Simulated microgravity reduces proliferation and reorganizes the cytoskeleton of human umbilical cord mesenchymal stem cells.

Abstract

The cytoskeleton plays a key role in cellular proliferation, cell-shape maintenance and internal cellular organization. Cells are highly sensitive to changes in microgravity, which can induce alterations in the distribution of the cytoskeletal and cell proliferation. This study aimed to assess the effects of simulated microgravity (SMG) on the proliferation and expression of major cell cycle-related regulators and cytoskeletal proteins in human umbilical cord mesenchymal stem cells (hucMSCs). A WST-1 assay showed that the proliferation of SMG-exposed hucMSCs was lower than a control group. Furthermore, flow cytometry analysis demonstrated that the percentage of SMG-exposed hucMSCs in the G0/G1 phase was higher than the control group. A western blot analysis revealed there was a downregulation of cyclin A1 and A2 expression in SMG-exposed hucMSCs as well. The expression of cyclin-dependent kinase 4 (cdk4) and 6 (cdk6) were also observed to be reduced in the SMG-exposed hucMSCs.
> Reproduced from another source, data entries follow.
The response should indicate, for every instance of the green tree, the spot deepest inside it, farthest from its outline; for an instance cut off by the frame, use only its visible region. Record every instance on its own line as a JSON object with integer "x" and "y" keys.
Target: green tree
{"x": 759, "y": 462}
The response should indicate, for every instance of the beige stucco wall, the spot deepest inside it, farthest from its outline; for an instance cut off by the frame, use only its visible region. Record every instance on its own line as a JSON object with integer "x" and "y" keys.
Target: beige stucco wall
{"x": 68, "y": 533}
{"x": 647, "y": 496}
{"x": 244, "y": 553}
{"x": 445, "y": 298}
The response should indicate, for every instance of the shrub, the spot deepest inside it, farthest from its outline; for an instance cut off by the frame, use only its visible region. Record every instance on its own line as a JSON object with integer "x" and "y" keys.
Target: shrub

The total nuclear intensity of SMG-exposed hucMSCs was also lower than the control group. However, there were no differences in the nuclear area or nuclear-shape value of hucMSCs from the SMG and control groups. A western blot and quantitative RT-PCR analysis showed that SMG-exposed hucMSCs experienced a downregulation of bata-actin and alpha-tubulin compared to the control group. SMG generated the reorganization of microtubules and microfilaments in hucMSCs. Our study supports the idea that the downregulation of major cell cycle-related proteins and cytoskeletal proteins results in the remodeling of the cytoskeleton and the proliferation of hucMSCs.